Cluster Analysis

Cluster analysis or clustering is the task of grouping a set of objects in such a way that objects in the same group (called cluster) are more similar (in some sense or another) to each other than to those in other groups (clusters). It is a main task of exploratory data mining, and a common technique for statistical data analysis used in many fields, including machine learning, pattern recognition, imageanalysis, information retrieval, and bioinformatics.[1]

The purpose of cluster analysis is to place objects into groups, or clusters, suggested by the data, not defined by a priori, such that objects in a given cluster tend to be similar to each other in some sense, and objects in different clusters tend to be dissimilar. You can also use cluster analysis to summarize data rather than to find "natural" or "real" clusters; this use of clustering is sometimes called dissection.

As an Analyst one always faces this question, where you need to organize the data that you are observing into some kind of meaningful structure or pattern. This is where clustering comes in handy. In more simple words, clustering allows you to break the population into smaller groups where each observation within every group is more similar to each other than it is to an observation in another group. So, the idea is to group together similar kind of objects into smaller groups.

How Clustering Works

Let us take an example to understand how clustering works exactly. Imagine that we own a chain of ice cream shops. We have got a number of ice cream shops right across the country, say we have got eight of them and we sell two flavors of ice creams. We sell chocolate ice cream and vanilla ice cream. Consider the table below: There we can see the sales of both chocolate and vanilla ice cream across our eight stores. The units and time-frame are not important in this example, just imagine that this is the data that you are looking at. Now, there are many different ways one can make sense of this data. We can locate some statistics, calculate mean, median, dispersion etc. But, one very intuitive way to do this is to plot this data on a graph.

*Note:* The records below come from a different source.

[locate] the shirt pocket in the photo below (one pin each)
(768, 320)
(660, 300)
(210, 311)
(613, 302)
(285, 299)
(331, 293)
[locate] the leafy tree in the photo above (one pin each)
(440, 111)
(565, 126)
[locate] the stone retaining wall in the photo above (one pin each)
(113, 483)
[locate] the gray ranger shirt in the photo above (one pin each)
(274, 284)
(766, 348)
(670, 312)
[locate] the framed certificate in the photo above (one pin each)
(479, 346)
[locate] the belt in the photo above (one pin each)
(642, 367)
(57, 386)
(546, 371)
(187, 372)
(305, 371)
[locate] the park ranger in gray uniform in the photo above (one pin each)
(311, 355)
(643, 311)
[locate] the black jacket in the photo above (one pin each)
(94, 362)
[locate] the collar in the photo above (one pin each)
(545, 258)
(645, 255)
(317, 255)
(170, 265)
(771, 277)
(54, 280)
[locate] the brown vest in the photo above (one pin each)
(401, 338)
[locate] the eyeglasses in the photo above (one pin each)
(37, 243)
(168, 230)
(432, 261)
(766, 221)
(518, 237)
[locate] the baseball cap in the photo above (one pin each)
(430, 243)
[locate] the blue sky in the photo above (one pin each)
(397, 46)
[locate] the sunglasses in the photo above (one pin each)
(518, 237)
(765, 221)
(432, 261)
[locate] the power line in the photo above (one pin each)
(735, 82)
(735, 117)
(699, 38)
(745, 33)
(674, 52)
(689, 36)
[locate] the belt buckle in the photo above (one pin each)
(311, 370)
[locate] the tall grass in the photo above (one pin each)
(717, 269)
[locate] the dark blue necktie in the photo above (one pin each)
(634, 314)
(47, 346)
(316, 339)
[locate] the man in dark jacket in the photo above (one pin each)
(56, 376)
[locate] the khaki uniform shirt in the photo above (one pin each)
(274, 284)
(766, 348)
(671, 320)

Below is the graph that we get once we plot the above data on a graph:

Here we plotted the sales of vanilla and chocolate ice cream for each of the eight stores. Each of the dot above represents a store. On the Y-axis we have chocolate sales and on the X-axis we have vanilla sales. Looking at the graph above it is clear that we have divided our data into two distinct groups. One group (A) has five stores and the other (B) has three stores. Obviously, the difference between two groups is with respect to the magnitude of sales. This is exactly how clustering works. It is a simple two dimensional example of how clustering works. This was an example where we had two flavors of ice cream and only eight stores. Now imagine that we have expanded our chain of ice-cream stores and instead of two flavors we are selling thirty different flavors. How this information can be plotted in a graph now? It is impossible to draw a thirty dimensional graph. What if we grow to five hundred stores? Instead of eight points on the graph we will have five hundred different points! What if there is something else which has got a million records then it will have million different points! There is a mathematical way to deal with these problems and that is what Cluster Analysis does.

What is Good Clustering?

A good clustering method will produce high quality clusters where:

· The intra-class similarity (that is within a cluster) is high

· The inter class similarity (that is between cluster) is low.

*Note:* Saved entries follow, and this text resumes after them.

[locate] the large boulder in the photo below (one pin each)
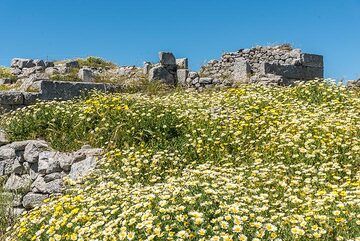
(32, 150)
(160, 73)
(22, 63)
(41, 186)
(86, 75)
(6, 152)
(32, 200)
(167, 59)
(48, 163)
(82, 168)
(18, 183)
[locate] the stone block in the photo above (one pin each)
(30, 98)
(86, 75)
(82, 168)
(32, 200)
(182, 75)
(242, 71)
(312, 60)
(67, 90)
(182, 63)
(11, 98)
(167, 59)
(160, 73)
(292, 71)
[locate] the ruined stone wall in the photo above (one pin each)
(223, 69)
(278, 65)
(33, 171)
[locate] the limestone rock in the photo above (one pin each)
(182, 63)
(54, 186)
(32, 150)
(82, 168)
(48, 163)
(167, 59)
(22, 63)
(160, 73)
(7, 152)
(182, 75)
(17, 183)
(86, 75)
(32, 200)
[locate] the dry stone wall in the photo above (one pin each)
(280, 65)
(33, 171)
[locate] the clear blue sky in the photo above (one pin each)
(132, 31)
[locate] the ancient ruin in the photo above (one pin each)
(46, 80)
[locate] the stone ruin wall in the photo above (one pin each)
(279, 65)
(223, 69)
(34, 172)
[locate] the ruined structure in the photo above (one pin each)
(33, 171)
(279, 65)
(46, 80)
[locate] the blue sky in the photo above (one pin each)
(129, 32)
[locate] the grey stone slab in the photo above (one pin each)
(31, 200)
(182, 75)
(242, 71)
(312, 60)
(292, 71)
(182, 63)
(11, 98)
(66, 90)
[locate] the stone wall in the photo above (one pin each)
(281, 65)
(50, 90)
(34, 171)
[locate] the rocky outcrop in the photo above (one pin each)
(34, 171)
(278, 65)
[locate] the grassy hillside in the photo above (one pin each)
(253, 163)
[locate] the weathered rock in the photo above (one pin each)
(72, 64)
(3, 138)
(182, 63)
(19, 145)
(48, 163)
(182, 75)
(17, 183)
(32, 150)
(54, 186)
(82, 168)
(11, 98)
(18, 211)
(5, 81)
(86, 75)
(147, 67)
(242, 71)
(167, 59)
(160, 73)
(68, 90)
(6, 152)
(205, 80)
(54, 176)
(31, 169)
(22, 63)
(292, 71)
(32, 200)
(39, 62)
(17, 167)
(6, 166)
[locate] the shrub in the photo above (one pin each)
(96, 62)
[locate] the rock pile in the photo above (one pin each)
(34, 171)
(280, 65)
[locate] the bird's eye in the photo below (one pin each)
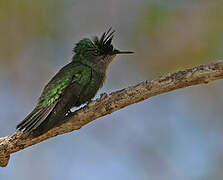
(96, 52)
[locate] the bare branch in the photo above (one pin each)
(107, 104)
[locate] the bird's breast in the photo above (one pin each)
(90, 90)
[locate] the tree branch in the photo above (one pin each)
(107, 104)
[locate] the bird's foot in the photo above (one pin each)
(103, 96)
(69, 112)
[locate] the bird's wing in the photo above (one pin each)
(52, 93)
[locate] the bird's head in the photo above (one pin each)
(97, 49)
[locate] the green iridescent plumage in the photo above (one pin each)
(75, 84)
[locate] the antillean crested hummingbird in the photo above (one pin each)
(75, 84)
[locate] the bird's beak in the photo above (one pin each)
(122, 52)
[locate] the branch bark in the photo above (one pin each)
(107, 104)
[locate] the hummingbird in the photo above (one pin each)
(75, 84)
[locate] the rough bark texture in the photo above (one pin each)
(107, 104)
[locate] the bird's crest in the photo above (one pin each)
(102, 45)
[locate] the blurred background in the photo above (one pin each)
(173, 136)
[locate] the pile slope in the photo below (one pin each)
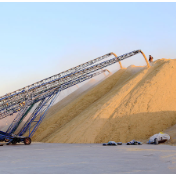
(133, 103)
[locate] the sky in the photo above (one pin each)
(41, 39)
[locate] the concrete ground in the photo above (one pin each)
(57, 158)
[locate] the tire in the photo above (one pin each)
(156, 141)
(27, 141)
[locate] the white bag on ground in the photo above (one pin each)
(161, 137)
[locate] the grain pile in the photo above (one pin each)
(133, 103)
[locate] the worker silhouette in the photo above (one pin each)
(150, 58)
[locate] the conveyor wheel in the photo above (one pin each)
(27, 141)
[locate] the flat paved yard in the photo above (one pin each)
(57, 158)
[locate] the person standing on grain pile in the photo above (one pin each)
(150, 58)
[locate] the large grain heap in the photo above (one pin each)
(133, 103)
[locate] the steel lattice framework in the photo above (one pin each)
(44, 92)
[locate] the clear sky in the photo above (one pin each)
(40, 39)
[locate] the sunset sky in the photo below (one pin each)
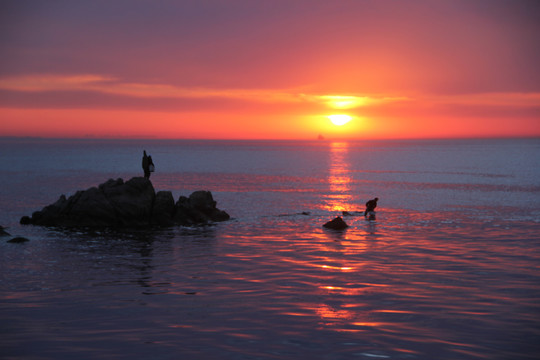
(269, 69)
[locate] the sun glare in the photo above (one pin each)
(339, 120)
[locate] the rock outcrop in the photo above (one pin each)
(336, 224)
(133, 203)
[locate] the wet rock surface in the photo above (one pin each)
(133, 203)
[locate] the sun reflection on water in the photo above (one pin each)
(340, 197)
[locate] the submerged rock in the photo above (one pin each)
(336, 224)
(3, 231)
(133, 203)
(18, 240)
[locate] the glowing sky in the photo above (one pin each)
(269, 69)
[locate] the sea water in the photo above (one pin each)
(449, 269)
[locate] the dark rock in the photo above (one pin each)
(18, 240)
(163, 211)
(336, 224)
(3, 231)
(133, 203)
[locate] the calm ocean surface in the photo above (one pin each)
(450, 269)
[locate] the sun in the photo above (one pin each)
(339, 120)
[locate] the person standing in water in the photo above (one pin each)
(370, 206)
(146, 165)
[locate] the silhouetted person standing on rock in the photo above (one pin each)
(370, 206)
(146, 165)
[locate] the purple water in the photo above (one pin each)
(448, 270)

The second thing which describes a good clustering is its ability to discover some or all of the hidden patterns in the data.

Clustering Algorithms

There are broadly three types of clustering algorithms:

· K-means and its variants

· Hierarchical Clustering

· Density-based clustering

K-means clustering:

K-Means is a rather simple but well known algorithms for grouping objects, clustering. Again all objects need to be represented as a set of numerical features. In addition the user has to specify the number of groups (referred to as k) he wishes to identify.
Each object can be thought of as being represented by some feature vector in an n dimensional space, n being the number of all features used to describe the objects to cluster. The algorithm then randomly chooses k points in that vector space, these point serve as the initial centers of the clusters. Afterwards all objects are each assigned to center they are closest to. Usually the distance measure is chosen by the user and determined by the learning task.
After that, for each cluster a new center is computed by averaging the feature vectors of all objects assigned to it. The process of assigning objects and re-computing centers is repeated until the process converges. The algorithm can be proven to converge after a finite number of iterations.[2]

Limitations of K-Means

K-mean has a problem when clusters are of differing sizes, densities or non-globular shapes. K-mean also has a problem when data contains outliers. K-mean algorithm is sensitive to outliers. It is because Centroid is average of cluster members and outlier can dominate average computation. However, these limitations can be overcome by deploying various techniques.

Hierarchical Clustering:

Hierarchical clustering produces a set of nested clusters organized as a hierarchical tree and visualized as a dendrogram. In Hierarchical clustering one does not have to assume any particular number of clusters. Any number of clusters can be obtained by cutting the dendogram at the proper level. There are two main types of hierarchical clustering: [3]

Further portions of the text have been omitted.